A major benefit of a RESTful web service is the simplicity by which programs or other web services can retrieve information. Querying a RESTful web service only requires that the program is able to generate a HTTP request to the URL that specifies the resource and then parse the response document - most programming languages have such features readily available. miRMaid can generate HTML and XML response documents for all resource URLs and FASTA documents where it is appropriate. XML documents are suited for computer programs and they are easily handled and parsed in most programming languages. In Figure 4 we give two examples of RESTful clients implemented in the Ruby and Perl programming languages. Both programs perform two simple tasks: 1) retrieving the comment attribute for the cel-let-7 precursor, and 2) retrieving the sequences for the two mature miRNAs (hsa-miR-21 and hsa-miR-21*) in the hsa-mir-21 precursor. In Figure 4, we have also included two examples to illustrate the simplicity of the RESTful interface. We use the R statistical framework [21] and the 'curl' command-line program to issue a HTTP request to retrieve all C. elegans mature sequences in FASTA format. Furthermore, a normal web-browser can be used as a RESTful client to inspect the XML and FASTA response documents for a given URL. There is currently no widely adopted web service description standard for RESTful services. Until a standard has been adopted, the resource API for a given miRMaid instance (including installed plugins) is dynamically documented via the URL http://current.miRMaid.org/described_routes.txt (also available as an XML document). This feature is further documented on the miRMaid community site.

Figure 4

RESTful clients. RESTful clients can be implemented in most programming languages. Listed above are two examples in the Ruby and Perl programming languages. Both programs perform the same tasks: getting the 'comment' attribute for the cel-let-7 miRNA precursor and getting the mature miRNA sequences (hsa-miR-21 and hsa-miR-21*) for the hsa-mir-21 miRNA precursor. Both programs use standard libraries to issue HTTP GET requests and to parse the resulting XML documents. The final two examples demonstrate how miRMaid's FASTA sequence rendering capability can be used. We use the R statistical framework [21] and the 'curl' command-line program to issue a HTTP request to retrieve all C. elegans mature sequences in FASTA format.

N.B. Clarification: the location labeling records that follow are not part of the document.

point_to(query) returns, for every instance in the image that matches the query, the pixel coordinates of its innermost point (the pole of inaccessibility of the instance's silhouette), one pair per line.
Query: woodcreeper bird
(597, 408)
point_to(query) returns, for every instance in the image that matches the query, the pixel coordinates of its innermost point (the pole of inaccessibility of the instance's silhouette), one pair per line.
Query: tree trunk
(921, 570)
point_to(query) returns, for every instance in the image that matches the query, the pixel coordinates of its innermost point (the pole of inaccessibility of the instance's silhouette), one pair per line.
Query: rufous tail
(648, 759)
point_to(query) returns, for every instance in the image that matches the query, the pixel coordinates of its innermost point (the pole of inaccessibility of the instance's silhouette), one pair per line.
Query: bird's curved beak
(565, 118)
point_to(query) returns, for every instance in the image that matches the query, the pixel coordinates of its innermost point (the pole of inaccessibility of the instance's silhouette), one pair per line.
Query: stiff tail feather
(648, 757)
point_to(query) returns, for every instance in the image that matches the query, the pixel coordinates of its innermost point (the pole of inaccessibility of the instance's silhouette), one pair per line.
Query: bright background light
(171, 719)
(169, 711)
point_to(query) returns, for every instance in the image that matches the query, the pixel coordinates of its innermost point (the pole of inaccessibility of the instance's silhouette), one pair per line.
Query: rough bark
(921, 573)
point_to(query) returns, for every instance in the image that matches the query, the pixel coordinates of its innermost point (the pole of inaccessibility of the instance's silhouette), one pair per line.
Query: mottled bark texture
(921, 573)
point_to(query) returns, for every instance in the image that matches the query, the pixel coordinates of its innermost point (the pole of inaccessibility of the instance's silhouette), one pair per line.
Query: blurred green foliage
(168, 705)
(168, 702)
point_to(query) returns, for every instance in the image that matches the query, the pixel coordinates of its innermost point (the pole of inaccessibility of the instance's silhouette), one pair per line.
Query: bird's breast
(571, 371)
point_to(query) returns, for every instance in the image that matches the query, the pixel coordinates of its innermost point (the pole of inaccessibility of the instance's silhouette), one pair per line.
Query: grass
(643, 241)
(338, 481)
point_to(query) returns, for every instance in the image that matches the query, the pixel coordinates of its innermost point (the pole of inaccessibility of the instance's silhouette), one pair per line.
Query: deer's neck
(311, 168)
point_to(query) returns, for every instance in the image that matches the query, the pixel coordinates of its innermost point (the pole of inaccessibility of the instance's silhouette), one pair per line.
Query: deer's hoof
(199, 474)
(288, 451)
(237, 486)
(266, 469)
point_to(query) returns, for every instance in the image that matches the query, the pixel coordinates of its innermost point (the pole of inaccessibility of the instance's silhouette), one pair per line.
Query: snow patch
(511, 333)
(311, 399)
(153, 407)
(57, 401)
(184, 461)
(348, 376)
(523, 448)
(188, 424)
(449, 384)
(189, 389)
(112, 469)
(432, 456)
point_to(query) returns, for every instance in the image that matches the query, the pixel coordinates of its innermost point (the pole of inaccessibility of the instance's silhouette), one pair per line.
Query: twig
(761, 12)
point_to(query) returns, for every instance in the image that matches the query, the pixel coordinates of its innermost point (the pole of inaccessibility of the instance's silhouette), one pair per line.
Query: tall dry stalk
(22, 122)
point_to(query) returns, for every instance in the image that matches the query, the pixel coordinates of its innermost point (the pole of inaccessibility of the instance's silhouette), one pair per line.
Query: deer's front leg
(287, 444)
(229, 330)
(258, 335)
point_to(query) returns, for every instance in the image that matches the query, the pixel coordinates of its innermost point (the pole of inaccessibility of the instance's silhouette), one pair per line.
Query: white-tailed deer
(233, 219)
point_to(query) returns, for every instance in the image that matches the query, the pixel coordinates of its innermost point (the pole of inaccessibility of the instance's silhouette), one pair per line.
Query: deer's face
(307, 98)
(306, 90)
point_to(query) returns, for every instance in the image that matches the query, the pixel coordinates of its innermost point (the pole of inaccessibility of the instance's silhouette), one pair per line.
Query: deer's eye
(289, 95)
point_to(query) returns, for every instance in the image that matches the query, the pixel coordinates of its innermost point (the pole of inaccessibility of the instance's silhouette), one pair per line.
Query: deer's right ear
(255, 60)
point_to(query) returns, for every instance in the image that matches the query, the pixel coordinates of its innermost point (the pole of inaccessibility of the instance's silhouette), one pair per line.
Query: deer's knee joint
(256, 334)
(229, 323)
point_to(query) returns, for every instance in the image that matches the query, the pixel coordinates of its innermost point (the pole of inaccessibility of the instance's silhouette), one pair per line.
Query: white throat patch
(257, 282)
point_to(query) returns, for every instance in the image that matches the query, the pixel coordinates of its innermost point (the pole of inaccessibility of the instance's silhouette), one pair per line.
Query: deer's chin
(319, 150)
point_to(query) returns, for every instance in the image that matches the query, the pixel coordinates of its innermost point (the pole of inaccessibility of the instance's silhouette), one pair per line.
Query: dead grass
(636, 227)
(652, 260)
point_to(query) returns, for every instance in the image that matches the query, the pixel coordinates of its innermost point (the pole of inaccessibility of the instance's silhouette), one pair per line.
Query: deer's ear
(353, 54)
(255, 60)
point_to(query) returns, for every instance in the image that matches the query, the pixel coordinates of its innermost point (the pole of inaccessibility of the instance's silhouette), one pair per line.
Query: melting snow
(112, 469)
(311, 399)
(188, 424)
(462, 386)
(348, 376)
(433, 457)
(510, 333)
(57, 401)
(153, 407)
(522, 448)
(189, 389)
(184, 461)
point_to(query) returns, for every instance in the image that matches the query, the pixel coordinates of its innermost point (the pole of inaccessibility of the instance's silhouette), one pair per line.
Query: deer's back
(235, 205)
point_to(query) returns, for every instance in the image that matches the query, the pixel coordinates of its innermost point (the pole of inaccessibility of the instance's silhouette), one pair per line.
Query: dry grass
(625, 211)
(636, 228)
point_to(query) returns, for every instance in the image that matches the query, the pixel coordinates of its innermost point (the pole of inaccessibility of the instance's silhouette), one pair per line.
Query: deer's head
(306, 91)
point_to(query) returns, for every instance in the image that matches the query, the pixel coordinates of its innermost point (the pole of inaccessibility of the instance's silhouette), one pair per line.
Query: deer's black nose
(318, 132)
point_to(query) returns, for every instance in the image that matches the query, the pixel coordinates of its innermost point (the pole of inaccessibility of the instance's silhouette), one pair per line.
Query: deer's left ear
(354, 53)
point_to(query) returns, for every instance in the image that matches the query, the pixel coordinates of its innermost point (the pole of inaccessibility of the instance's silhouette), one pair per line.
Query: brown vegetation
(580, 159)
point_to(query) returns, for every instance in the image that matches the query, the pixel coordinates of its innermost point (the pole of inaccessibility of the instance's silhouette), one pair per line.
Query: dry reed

Local Ruby clients with direct access to data models

The second leg of miRMaid is the object oriented model layer. With a local miRMaid installation data can be accessed efficiently through a Ruby program without the overhead of HTTP protocol and network communication that is associated with the REST interface. miRMaid uses the RoR object-relational mapping library called ActiveRecord. This library provides an intuitive way to find objects, retrieve attributes and to navigate between associated models. In Figure 5, we provide an example of how the models can be queried interactively in a Ruby IRB session. We start out by retrieving all 8 human precursors in the mir-17 precursor family. Next, we identify all precursors in a neighborhood of +/- 1000 nucleotides. These nearby precursors are finally grouped into mir-17 family members and non mir-17 family members. This is a very simple example yet it illustrates how the data models can be queried swiftly in an intuitive manner.

Figure 5

Ruby data models. In a local miRMaid installation, the data models can be queried directly without the overhead of the HTTP protocol and network communication. The figure lists an interactive Ruby IRB session where the data models are queried to analyze the genomic clustering of human mir-17 family members.

miRMaid plugins

As detailed earlier, data and functionality in miRMaid can be extended by plugins. We have developed a proof-of-concept plugin using data from the miR2Disease web service [22]. The plugin extends miRMaid with two data models and RESTful resources: diseases and disease links. A disease link associates a mature miRNA and a disease and it carries information about the association, for example PubMed reference and target genes. A specific disease instance can be reached using the URL,/m2d_diseases/DOID, where DOID is the Disease Ontology identifier. Disease links are identified by a concatenation of DOID, mature miRNA name and PubMed ID. Figure 3 demonstrates how the plugin connects with miRMaid to integrate the disease link model and resource with the miRMaid mature model and resource. The plugin should also define HTML representations for the resources that are being introduced. These plugin HTML representations are accessible from a web browser and are automatically integrated in the menu layout of the miRMaid web site. The net effect is a complete integration of miRMaid and plugin in both the web site and application interface. We host a public version of miRMaid with example plugins activated at http://plugins.mirmaid.org.

Conclusion

First of all, miRMaid is a software framework aiming at easing the manual workload for researchers when doing computational analyses involving miRNA data. miRMaid provides a uniform, intuitive and flexible application interface that is independent of programming language. miRMaid is designed to live as a public service as well as being installed locally. The public service should be used when doing a simple and quick analysis and for integration with other web services. The local installation (using the Ruby data models) is recommended when a more data extensive analysis is needed. miRMaid is open-source software and users can contribute to the framework through the public source code repository or they can develop a miRMaid plugin that can be shared with the rest of the community. Furthermore, individual users or labs can integrate private data as miRMaid plugins or they can couple existing information systems loosely to miRMaid using the RESTful API. We believe that the miRMaid platform can pave a new and exciting way for scientists to share data and programs that involve miRNAs. miRMaid follows a design philosophy that web services and resources should be able to integrate: web services should participate in the web instead of merely living on the top of it. We envision that if new data resources are released as miRMaid plugins, or at least follow the RESTful design principles for web services, then this would be a big step towards a global integration of miRNA data. By developing miRMaid we hope that such an effort can be coordinated not only by huge centralized software development teams at Ensembl and the UCSC genome browser, but also by a community that shares a common scientific interest.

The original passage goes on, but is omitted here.